Like the Mariners, the Rays could use some more offense, though that can wait for Tampa, with their season done. Seattle, on the other hand, isn't the punchless wonder of seasons past but won't conjure visions of the '27 Yankees anytime soon. Their bread, butter, main course, dessert and aperitif is their pitching staff, with their 413 runs allowed 34 fewer than the next-best team (Washington) and a team ERA of 2.95 that could be the lowest since the '89 Dodgers' posted a 2.95 and somehow finished below .500 and in fourth place.

These Mariners are too good for that, their bullpen too strong and deep, and considering how the …

10. Oakland A's are playing, the half-dozen games which they sit behind the A's at the moment don't seem nearly as daunting as they did. Though it's probably advisable for neither Seattle nor Los Angeles nor anyone, frankly, to look at these A's through the lens of the past month.

Because they've still got Lester pitching his very finest, and Gray with front-of-the-rotation stuff – not to mention the second-most quality starts in the league, tied with Lester, behind only Cy Young favorite Felix Hernandez – and they'll get enough out of Samardzija or Kazmir or Hammel or Chavez to fill in the gaps thereafter.
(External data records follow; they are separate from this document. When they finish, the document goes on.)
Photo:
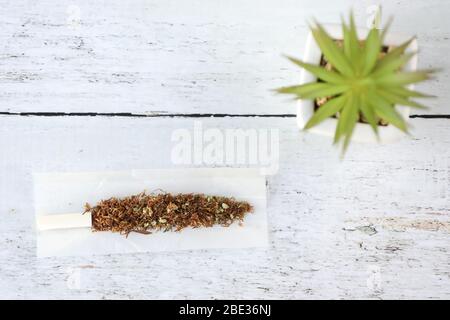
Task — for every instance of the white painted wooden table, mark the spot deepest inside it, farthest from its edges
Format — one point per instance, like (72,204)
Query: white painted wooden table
(376,225)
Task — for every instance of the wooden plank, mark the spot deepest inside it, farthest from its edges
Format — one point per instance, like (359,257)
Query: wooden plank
(165,57)
(375,225)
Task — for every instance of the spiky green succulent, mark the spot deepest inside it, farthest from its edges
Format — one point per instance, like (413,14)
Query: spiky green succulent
(363,81)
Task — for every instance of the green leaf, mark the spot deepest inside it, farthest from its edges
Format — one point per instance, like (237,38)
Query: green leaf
(392,65)
(387,112)
(331,51)
(320,72)
(314,90)
(371,51)
(402,78)
(329,109)
(350,117)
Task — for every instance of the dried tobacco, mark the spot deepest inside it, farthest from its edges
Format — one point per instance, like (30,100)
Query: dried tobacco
(144,213)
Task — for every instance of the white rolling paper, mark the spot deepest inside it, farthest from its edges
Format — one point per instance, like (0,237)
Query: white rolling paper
(67,193)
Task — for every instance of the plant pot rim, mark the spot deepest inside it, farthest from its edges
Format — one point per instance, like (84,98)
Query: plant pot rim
(362,132)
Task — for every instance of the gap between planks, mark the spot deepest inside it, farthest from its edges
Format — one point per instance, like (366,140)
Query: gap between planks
(177,115)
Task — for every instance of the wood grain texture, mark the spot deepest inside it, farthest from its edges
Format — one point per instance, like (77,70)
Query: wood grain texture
(375,225)
(196,56)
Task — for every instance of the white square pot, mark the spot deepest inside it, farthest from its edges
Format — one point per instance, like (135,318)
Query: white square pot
(362,132)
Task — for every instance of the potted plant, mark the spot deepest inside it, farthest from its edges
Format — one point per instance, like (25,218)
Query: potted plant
(357,84)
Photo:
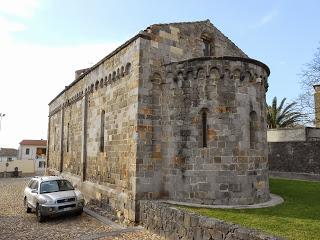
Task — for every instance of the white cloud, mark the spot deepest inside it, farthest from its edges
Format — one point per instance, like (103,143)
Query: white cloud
(19,8)
(268,17)
(31,76)
(6,28)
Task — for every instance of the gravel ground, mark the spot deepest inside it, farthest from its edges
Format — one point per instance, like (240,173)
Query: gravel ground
(15,223)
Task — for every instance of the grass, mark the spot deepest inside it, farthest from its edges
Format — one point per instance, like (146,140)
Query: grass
(298,218)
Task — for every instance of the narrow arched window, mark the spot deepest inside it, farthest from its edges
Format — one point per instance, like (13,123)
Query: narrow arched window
(253,129)
(204,129)
(206,47)
(54,138)
(68,127)
(102,131)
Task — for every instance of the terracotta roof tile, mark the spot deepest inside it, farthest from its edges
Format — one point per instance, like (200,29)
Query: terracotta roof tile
(8,152)
(34,142)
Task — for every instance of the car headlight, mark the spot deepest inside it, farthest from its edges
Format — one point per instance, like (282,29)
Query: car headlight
(43,200)
(79,195)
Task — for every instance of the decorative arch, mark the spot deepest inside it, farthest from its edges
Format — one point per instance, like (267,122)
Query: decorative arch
(128,68)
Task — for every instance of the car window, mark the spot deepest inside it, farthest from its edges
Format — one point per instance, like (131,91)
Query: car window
(55,186)
(34,185)
(30,183)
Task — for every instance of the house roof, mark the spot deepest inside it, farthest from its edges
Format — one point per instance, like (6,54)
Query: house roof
(34,142)
(141,34)
(8,152)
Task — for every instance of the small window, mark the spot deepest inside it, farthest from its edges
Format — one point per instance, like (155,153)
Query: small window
(206,47)
(102,131)
(253,129)
(204,129)
(68,126)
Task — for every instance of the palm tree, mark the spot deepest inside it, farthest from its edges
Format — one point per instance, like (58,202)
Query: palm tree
(283,116)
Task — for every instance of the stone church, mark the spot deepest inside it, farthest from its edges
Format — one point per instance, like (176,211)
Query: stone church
(176,112)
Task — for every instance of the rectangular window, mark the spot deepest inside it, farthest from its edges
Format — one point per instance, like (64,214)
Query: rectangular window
(207,48)
(68,137)
(102,131)
(204,129)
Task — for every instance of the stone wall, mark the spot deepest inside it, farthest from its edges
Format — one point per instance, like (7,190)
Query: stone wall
(131,126)
(174,163)
(295,157)
(92,126)
(173,223)
(171,162)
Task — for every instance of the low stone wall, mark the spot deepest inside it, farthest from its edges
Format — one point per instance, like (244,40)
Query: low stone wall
(173,223)
(295,157)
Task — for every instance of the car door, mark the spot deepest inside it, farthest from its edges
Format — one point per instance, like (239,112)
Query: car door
(27,191)
(33,193)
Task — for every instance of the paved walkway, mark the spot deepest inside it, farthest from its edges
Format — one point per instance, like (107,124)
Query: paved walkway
(15,223)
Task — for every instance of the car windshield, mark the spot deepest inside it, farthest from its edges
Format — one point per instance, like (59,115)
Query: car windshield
(55,186)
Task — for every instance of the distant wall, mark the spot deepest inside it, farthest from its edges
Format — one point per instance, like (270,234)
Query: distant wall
(293,134)
(25,167)
(173,223)
(297,157)
(286,135)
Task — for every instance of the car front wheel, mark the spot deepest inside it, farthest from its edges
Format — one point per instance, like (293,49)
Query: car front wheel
(40,217)
(26,205)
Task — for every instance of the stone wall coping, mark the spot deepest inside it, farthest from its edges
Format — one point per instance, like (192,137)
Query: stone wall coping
(274,201)
(176,223)
(230,58)
(295,176)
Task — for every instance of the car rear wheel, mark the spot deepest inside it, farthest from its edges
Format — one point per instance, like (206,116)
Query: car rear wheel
(40,217)
(26,205)
(79,212)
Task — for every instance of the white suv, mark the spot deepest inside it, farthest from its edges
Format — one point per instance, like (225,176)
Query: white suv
(51,195)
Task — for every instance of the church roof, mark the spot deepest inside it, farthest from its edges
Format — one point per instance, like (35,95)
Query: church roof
(143,34)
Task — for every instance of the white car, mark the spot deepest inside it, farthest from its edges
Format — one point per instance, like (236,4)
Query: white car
(52,195)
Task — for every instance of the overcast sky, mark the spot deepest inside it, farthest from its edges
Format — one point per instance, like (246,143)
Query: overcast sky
(42,43)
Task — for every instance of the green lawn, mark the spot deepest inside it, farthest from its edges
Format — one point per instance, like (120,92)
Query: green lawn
(297,218)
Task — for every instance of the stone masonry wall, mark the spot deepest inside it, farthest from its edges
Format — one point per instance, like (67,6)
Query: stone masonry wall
(174,223)
(295,157)
(101,162)
(168,43)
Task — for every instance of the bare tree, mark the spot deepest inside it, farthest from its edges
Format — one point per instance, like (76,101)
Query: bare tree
(310,77)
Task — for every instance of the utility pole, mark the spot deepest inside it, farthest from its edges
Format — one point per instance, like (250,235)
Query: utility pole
(1,116)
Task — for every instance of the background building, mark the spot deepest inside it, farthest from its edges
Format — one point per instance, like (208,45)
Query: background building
(34,150)
(8,154)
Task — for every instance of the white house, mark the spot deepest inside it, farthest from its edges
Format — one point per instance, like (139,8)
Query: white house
(34,150)
(8,154)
Every team goes through a hiccup, and this is Oakland's. It's not time to panic. It's not time to jump off the bandwagon. It's time to recognize this for what it is: a blip. Because once the A's start playing like the A's of the first 100 or so games, they'll reassert themselves as the team to beat in the AL, which they've been all year and will continue to be.

They may not have the same rotation they did opening day, but their pitching is healthy. And these days, that's practically the whole battle.